Meta indique également dans son Centre de transparence en ligne qu'il n'autorise pas les contenus « d'attaques terroristes, d'événements haineux, de violences ou de tentatives de violences impliquant plusieurs victimes, de meurtres en série ou de crimes haineux générés par leurs auteurs, relatifs à ces attaques ; ni les images de tiers montrant le moment de ces attaques sur des victimes visibles. » Néanmoins, les images largement diffusées montrant Kirk en train d'être abattu sont, pour l'instant, autorisées. Elles recevront un avertissement et seront soumises à une limite d'âge, mais ne seront pas retirées des plateformes Meta, sauf si elles constituent une violation flagrante de la politique relative aux « contenus glorifiés ».
X informe les utilisateurs qu'ils peuvent partager des contenus explicites s'ils sont correctement identifiés, non mis en évidence et ne sont pas excessivement sanglants ou ne représentent pas de violence sexuelle.

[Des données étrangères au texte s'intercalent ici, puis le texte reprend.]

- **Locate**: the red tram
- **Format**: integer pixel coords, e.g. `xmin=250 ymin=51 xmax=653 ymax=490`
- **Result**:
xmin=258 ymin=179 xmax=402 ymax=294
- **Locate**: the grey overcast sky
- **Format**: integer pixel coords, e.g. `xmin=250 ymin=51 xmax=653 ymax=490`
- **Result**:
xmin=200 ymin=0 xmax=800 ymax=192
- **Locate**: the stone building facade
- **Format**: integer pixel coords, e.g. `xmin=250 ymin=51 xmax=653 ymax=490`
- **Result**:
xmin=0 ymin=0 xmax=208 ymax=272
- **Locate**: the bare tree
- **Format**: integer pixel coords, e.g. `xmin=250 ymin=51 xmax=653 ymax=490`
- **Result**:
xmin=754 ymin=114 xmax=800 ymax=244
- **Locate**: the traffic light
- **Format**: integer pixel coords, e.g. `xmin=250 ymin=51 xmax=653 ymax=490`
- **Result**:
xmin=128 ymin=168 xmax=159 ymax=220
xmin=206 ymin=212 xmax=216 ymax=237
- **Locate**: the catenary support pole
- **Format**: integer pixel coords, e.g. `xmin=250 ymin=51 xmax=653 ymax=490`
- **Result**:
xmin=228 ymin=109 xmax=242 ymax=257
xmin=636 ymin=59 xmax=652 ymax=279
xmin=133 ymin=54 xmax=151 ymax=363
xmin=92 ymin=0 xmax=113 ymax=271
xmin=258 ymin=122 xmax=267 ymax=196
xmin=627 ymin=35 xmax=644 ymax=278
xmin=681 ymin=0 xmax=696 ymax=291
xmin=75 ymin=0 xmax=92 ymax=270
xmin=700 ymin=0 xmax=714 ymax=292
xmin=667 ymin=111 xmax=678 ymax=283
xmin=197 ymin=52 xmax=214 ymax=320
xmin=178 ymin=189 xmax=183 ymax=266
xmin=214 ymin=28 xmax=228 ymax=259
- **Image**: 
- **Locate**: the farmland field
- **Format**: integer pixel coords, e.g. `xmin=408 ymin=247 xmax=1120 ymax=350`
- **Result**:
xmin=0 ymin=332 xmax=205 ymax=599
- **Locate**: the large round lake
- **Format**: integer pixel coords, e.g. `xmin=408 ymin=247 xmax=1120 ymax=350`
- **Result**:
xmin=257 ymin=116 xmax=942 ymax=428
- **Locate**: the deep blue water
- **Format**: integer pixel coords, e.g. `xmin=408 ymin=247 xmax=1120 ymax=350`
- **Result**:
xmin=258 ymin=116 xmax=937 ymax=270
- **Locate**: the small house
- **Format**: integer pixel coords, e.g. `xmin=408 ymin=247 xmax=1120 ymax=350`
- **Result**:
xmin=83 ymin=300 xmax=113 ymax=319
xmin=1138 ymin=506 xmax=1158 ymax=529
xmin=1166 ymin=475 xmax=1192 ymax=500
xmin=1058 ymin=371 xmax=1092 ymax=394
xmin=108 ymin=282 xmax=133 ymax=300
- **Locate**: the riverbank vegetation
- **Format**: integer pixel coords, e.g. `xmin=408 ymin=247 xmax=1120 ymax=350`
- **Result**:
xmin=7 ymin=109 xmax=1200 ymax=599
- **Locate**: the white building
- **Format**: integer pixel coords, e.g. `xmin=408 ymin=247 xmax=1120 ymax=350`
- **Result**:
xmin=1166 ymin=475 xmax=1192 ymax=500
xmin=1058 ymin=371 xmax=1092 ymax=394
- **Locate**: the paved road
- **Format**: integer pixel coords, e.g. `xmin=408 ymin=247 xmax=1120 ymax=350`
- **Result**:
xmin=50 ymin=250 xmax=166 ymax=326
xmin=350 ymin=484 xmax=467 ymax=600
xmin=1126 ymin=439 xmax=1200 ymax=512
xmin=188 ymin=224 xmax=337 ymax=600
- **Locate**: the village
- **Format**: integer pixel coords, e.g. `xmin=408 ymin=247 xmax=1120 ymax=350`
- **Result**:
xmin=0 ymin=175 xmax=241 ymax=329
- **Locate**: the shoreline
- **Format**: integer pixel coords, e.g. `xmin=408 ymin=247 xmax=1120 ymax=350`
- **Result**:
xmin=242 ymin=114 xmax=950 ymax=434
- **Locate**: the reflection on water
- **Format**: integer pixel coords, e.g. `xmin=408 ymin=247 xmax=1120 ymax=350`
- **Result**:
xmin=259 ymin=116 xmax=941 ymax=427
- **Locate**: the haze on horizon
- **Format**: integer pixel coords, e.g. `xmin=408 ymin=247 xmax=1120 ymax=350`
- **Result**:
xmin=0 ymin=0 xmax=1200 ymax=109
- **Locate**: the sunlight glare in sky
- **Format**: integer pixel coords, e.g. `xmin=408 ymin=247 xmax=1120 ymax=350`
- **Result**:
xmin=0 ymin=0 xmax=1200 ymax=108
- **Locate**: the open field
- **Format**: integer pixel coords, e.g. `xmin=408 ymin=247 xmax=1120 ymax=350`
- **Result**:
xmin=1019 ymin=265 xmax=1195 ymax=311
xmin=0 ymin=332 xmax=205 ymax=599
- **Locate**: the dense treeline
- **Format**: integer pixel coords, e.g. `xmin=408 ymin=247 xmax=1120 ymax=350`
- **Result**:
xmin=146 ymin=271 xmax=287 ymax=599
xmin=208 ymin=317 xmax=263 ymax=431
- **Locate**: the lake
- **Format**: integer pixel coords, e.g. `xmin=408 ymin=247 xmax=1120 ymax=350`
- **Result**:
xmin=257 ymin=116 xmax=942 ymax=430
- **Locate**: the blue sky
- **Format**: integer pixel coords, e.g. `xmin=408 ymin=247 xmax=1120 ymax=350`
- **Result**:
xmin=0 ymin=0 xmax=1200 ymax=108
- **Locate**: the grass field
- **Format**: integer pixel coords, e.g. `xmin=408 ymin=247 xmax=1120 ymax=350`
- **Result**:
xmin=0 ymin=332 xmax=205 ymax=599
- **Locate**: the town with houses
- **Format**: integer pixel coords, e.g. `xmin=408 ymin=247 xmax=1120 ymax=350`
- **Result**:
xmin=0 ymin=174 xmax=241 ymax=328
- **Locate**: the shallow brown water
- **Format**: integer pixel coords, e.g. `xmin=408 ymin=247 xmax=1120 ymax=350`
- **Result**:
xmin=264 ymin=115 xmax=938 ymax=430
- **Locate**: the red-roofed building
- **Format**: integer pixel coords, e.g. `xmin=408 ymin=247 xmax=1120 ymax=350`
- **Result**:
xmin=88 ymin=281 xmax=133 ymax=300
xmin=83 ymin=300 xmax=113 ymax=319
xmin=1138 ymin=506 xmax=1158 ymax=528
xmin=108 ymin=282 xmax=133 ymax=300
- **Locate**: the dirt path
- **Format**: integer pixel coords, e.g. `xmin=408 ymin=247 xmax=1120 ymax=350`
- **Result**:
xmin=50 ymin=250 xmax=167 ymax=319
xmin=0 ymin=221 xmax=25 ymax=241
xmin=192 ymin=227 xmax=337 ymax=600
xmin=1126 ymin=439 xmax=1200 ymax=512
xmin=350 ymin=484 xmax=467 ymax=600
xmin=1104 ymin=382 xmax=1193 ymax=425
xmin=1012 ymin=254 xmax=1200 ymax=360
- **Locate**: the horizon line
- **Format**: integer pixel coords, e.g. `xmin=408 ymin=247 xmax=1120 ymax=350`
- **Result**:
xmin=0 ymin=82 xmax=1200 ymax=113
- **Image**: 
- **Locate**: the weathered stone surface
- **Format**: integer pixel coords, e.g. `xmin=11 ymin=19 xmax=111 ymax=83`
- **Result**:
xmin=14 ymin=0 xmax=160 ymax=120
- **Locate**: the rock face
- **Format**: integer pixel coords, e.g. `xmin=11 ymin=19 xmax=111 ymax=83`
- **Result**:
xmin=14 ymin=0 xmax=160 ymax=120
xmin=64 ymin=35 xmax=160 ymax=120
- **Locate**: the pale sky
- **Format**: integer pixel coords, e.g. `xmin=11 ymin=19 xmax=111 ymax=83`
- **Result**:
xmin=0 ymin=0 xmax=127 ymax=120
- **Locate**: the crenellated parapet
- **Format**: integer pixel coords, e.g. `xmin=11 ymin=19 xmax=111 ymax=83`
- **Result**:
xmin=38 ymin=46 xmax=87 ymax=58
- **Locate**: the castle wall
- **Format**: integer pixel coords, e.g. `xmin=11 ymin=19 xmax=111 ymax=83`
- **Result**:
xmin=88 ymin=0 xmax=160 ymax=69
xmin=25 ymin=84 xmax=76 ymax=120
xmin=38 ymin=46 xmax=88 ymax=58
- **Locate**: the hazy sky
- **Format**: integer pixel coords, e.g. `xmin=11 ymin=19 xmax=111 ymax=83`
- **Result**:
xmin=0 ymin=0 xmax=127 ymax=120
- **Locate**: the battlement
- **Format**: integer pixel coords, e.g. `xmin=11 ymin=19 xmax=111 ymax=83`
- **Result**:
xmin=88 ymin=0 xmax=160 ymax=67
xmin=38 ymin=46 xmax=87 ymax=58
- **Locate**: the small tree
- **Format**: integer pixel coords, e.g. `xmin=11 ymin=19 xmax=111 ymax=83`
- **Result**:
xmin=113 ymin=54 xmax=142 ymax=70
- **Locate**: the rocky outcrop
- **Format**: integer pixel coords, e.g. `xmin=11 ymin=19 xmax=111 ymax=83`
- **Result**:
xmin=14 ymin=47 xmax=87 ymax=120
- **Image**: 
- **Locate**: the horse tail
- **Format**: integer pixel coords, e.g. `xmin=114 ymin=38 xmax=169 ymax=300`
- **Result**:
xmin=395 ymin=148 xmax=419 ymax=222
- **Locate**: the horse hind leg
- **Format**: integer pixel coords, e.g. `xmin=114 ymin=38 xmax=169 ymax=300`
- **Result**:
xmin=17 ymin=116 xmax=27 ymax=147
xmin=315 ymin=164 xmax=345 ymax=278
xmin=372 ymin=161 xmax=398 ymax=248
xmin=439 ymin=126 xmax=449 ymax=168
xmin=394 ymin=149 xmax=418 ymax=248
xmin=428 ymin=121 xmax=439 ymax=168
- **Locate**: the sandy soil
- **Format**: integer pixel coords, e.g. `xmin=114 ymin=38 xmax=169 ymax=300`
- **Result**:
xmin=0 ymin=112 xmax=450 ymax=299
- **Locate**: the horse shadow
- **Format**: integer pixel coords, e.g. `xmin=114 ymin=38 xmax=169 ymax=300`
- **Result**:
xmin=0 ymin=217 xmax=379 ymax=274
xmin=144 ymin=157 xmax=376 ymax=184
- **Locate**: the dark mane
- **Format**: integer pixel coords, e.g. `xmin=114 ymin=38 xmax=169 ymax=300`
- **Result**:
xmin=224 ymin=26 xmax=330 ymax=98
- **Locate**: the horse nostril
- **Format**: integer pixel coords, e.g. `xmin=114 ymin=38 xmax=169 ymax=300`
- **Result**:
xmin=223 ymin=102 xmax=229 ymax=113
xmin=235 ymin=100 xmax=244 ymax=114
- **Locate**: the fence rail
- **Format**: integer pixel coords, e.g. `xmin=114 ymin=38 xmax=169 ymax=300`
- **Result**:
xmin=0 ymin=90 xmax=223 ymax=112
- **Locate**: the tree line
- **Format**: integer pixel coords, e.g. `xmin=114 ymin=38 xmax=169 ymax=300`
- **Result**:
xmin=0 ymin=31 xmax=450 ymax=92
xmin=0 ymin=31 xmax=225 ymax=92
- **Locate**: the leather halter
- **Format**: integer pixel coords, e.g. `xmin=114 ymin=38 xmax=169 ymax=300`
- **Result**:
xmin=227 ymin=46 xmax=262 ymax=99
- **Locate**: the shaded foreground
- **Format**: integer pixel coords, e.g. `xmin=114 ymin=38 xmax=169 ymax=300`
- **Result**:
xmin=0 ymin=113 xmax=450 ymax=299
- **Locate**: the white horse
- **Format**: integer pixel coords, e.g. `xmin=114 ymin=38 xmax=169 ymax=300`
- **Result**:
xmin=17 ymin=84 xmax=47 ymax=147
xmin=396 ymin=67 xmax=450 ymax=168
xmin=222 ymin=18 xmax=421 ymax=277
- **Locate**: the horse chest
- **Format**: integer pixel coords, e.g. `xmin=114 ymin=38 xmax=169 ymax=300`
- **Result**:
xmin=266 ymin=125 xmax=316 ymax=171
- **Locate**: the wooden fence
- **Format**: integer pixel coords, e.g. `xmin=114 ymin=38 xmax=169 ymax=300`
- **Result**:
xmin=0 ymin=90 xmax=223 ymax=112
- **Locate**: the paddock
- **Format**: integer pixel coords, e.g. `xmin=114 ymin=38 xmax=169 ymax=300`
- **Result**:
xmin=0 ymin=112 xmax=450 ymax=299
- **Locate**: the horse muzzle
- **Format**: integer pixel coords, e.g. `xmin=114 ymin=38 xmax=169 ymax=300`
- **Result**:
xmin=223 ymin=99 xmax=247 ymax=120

La plateforme précise que les contenus « explicitement menaçants, incitant à la violence, glorifiant ou exprimant un désir de violence » ne sont pas autorisés.
Mahadevan, du Poynter Institute, affirme avoir vu la vidéo de la fusillade de Kirk sans son consentement à plusieurs reprises sur X mercredi, la comparant à une version de « 4Chan transformée en plateforme de médias sociaux grand public ». (Il affirme également avoir ouvert Facebook jeudi matin et avoir immédiatement vu une vidéo de Kirk se faire tirer dessus.)
X n'a pas répondu aux demandes de commentaires ou aux questions sur la question de savoir si la vidéo de Kirk était considérée comme « excessivement sanglante » selon les normes de X.
Mais X semble avoir un autre problème de modération de contenu : quelques heures après que Kirk a été déclaré mort, le chatbot IA Grok, qui fonctionne sur X, a insisté sur le fait que Kirk était « bien et actif comme toujours ». X n'a pas répondu aux autres questions de WIRED sur la désinformation de Grok sur la fusillade de Kirk.
Bluesky a déclaré qu'elle suspendait les comptes qui encouragent la violence et supprimait les vidéos en gros plan de l'événement.
Pour l'instant, les vidéos de la fusillade de Charlie Kirk continuent de circuler en ligne.
« Tout cela est psychologiquement dévastateur pour notre société, d'une manière que nous ne comprenons pas encore », a déclaré Mahadevan. « Nous voyons des publications sur X de personnes disant : "Félicitations, vous m'avez radicalisé." Et cela s'explique en partie par le fait qu'elles voient la vidéo de l'assassinat de Kirk. Elles ne se contentent pas de la lire. Elles la voient réellement. »
Reportage supplémentaire de Kylie Robison.
Mise à jour : 11/09/2025 16h00 HNE : Cette histoire a été mise à jour avec les commentaires de TikTok et pour refléter l'affiliation institutionnelle actuelle d'un chercheur.